As a pediatric resident working in a tertiary hospital in Nepal, there are days where I feel helpless. Some days I feel like a magician when a dying child survives from my little efforts. But there are also days where I feel that tightness and heaviness in my heart and remind me how fragile life is, and how even being a doctor, we have very less in our hands that we can actually do.
One of the hardest truths I have faced is this: children are still dying from paraquat poisoning in Nepal, even though this pesticide is supposed to be banned.
Yes—on paper, paraquat has been prohibited here. But in reality, it is still sold cheaply in the markets, kept in households, and used in fields because it is affordable and effective. Farmers use it because it does its job. But when it ends up in the hands of children or desperate adolescents, it becomes one of the most lethal poisons known to medicine.
Even a small amount—just one tablespoon—can be enough to kill.
The Cruelty of Paraquat Poisoning
Paraquat is not like other poisons. It is cruel in its design. Once ingested, it doesn’t stay in the blood for long—it immediately leaves our blood and gets redistributed in organs like the lungs, kidneys, and liver. There, it begins its destruction.
The lungs suffer the most. Paraquat scars them, slowly turning healthy tissue into stiff, fibrous tissue that cannot expand or breathe. The child fights for every breath, gasping, chest heaving, oxygen levels dropping. Families sit helplessly by their side, watching their child suffocate—not in minutes, but over days or even weeks.
And for us as doctors, it is one of the most powerless situations we face. There is no antidote. Not in Nepal. Not anywhere in the world. We try what little supportive measures we have—ventilators, steroids, antioxidants, dialysis. We read international journals and articles desperately looking for hope, but more often than not, we are left with the same bitter reality: paraquat wins.
Faces I Cannot Forget
There are certain children whose stories stay with me.
- A boy who drank paraquat after his grandfather scolded him.

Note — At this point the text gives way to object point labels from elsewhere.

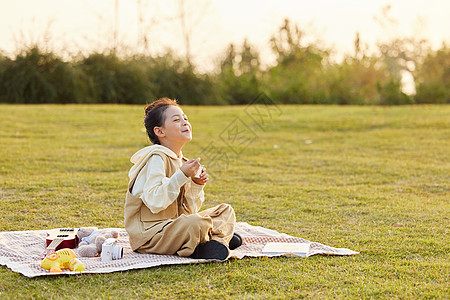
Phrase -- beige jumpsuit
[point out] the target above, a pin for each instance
(178, 228)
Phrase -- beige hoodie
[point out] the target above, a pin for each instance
(158, 192)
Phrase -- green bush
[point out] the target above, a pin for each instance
(115, 80)
(433, 77)
(35, 76)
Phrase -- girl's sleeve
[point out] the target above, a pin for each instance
(159, 191)
(194, 196)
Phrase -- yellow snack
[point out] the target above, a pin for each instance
(62, 259)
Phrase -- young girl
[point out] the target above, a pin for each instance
(164, 194)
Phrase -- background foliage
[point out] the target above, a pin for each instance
(304, 73)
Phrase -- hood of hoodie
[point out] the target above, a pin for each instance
(140, 158)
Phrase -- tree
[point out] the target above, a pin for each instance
(433, 77)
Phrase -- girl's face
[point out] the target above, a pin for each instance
(176, 126)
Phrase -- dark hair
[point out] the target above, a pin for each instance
(154, 116)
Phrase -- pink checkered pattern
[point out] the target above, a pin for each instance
(22, 251)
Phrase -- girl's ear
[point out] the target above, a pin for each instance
(159, 132)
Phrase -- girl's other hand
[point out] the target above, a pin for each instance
(202, 179)
(190, 167)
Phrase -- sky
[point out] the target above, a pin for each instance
(71, 26)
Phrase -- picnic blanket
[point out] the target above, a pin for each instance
(22, 251)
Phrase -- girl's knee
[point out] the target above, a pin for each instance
(197, 223)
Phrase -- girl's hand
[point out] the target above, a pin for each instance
(191, 167)
(202, 179)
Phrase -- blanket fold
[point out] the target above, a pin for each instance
(22, 251)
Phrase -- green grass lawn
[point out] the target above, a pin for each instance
(372, 179)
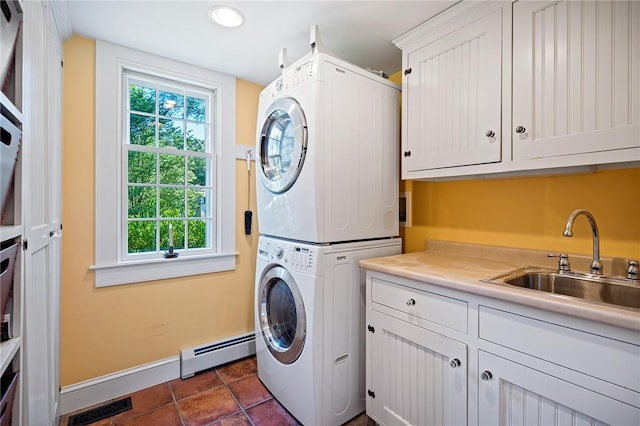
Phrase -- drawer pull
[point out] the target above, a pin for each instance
(486, 375)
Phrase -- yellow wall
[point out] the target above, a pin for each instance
(528, 212)
(110, 329)
(531, 212)
(115, 328)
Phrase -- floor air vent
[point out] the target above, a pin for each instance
(217, 353)
(100, 413)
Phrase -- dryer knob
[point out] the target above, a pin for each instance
(279, 252)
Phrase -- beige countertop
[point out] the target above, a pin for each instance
(462, 266)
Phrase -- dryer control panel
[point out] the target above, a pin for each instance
(294, 256)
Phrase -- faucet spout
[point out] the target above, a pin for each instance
(596, 264)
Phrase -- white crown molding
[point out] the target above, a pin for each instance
(63, 19)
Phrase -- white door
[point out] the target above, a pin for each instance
(54, 141)
(513, 394)
(575, 77)
(454, 98)
(41, 213)
(416, 377)
(282, 145)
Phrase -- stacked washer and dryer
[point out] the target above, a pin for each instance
(327, 194)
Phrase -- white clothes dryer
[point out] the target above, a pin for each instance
(327, 153)
(310, 321)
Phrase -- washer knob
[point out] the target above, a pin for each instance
(279, 252)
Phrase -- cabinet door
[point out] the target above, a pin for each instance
(575, 78)
(414, 376)
(453, 98)
(512, 394)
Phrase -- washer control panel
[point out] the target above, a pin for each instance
(291, 255)
(295, 77)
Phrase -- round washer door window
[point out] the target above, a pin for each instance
(282, 144)
(282, 315)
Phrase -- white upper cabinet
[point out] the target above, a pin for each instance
(453, 98)
(518, 87)
(452, 89)
(575, 78)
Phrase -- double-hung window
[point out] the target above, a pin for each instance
(170, 167)
(165, 174)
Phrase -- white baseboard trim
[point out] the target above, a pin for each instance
(102, 389)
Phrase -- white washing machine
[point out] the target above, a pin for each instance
(327, 150)
(310, 314)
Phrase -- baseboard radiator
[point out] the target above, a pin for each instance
(199, 358)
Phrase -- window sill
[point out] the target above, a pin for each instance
(157, 269)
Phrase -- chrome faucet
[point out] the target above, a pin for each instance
(596, 264)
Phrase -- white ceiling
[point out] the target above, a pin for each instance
(357, 31)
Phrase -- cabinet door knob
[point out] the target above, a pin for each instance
(486, 375)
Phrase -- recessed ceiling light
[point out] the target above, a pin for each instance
(226, 16)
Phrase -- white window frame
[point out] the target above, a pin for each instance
(111, 264)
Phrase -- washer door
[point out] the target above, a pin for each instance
(282, 316)
(282, 144)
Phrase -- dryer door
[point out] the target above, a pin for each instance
(282, 315)
(282, 144)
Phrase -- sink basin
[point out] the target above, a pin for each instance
(612, 290)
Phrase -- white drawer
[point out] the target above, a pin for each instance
(423, 305)
(607, 359)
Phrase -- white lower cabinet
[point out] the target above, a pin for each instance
(419, 378)
(514, 394)
(437, 356)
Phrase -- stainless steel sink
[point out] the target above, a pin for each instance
(605, 289)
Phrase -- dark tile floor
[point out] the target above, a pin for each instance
(228, 395)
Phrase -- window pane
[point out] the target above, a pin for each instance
(196, 109)
(198, 233)
(142, 99)
(172, 169)
(197, 171)
(178, 234)
(171, 133)
(142, 202)
(196, 137)
(142, 167)
(198, 202)
(171, 104)
(142, 130)
(171, 202)
(141, 236)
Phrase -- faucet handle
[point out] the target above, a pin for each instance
(633, 272)
(563, 262)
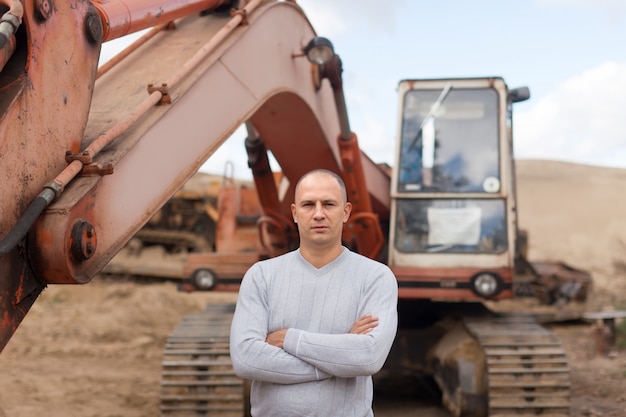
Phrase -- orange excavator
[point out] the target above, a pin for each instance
(90, 154)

- A girl, barely in her teens, who ingested it after fighting with her sister.
Both of them were rushed to our ward. Both of them had CT scans that showed the extent of their lung damage. Both of them fought, and we fought with them. But in cases like these, our fight feels so unfair—because the poison is almost always stronger than medicine.

Child A

Child B
I have seen children survive, and those moments are precious. Seeing them walk out of the hospital, knowing they defeated something that kills most others, is like watching a miracle. But those cases are rare. For every survivor, there are many more who do not make it. And with each death, it feels like we, as a society, have failed.
The Bigger Problem We Are Ignoring
Paraquat poisoning is not just about pesticides. It is also about the mental health crisis among our children and adolescents.

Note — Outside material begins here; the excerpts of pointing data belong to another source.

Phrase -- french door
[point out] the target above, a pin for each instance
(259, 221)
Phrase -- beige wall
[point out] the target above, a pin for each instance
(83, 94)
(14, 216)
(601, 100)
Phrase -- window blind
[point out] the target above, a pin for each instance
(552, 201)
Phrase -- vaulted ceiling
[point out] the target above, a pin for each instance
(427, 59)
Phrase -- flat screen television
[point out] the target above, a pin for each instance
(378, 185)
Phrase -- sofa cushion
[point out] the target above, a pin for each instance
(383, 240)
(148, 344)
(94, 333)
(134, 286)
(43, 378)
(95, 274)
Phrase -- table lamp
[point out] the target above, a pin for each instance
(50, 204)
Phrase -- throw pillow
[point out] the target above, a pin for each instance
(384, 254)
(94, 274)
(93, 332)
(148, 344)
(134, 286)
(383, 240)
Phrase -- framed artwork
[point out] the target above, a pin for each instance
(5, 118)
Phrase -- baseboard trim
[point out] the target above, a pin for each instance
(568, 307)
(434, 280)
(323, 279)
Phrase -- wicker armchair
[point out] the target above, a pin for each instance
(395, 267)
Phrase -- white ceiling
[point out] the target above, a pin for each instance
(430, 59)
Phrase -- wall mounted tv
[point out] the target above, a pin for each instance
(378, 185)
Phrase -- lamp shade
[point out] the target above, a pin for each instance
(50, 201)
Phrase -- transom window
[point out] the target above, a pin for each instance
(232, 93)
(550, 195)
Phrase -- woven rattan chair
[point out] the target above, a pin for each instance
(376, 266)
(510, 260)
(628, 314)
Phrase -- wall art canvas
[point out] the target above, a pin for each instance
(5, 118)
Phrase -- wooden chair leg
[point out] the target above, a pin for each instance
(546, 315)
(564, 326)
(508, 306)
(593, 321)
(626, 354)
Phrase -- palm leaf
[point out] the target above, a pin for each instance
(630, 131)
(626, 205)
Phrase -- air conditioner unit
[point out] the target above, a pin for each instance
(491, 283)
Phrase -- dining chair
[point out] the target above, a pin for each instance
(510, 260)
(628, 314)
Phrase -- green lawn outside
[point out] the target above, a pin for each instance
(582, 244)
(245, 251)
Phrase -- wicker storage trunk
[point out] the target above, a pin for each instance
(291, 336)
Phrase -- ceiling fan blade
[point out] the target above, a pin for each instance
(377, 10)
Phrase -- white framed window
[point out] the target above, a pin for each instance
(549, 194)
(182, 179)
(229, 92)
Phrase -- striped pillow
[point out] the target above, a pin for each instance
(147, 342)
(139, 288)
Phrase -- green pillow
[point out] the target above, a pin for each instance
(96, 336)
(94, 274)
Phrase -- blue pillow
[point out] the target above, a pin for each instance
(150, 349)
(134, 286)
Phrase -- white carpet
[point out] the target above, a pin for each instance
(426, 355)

I see it every day—the rise in suicide attempts among young people. Many of them act impulsively, in moments of anger, fear, or despair. A fight with a sibling, harsh words from a parent or grandparent, a bad exam result. For most children, these are temporary struggles. But when paraquat is sitting in a bottle within reach, those temporary struggles become permanent endings.
This is the cruel reality: paraquat turns impulsive mistakes into irreversible tragedies.
Where Do We Go From Here?
Every time I see another child admitted with paraquat poisoning, I feel the same mix of anger and helplessness. Why is this poison still available if it is banned? Why do families still have easy access to it? Why has nothing changed despite decades of evidence that paraquat kills with no mercy and no cure?
We need more than a ban on paper. We need strict enforcement of the law, cracking down on the sale and distribution of paraquat. We need safe alternatives for our farmers so they are not tempted to use this cheap but deadly pesticide.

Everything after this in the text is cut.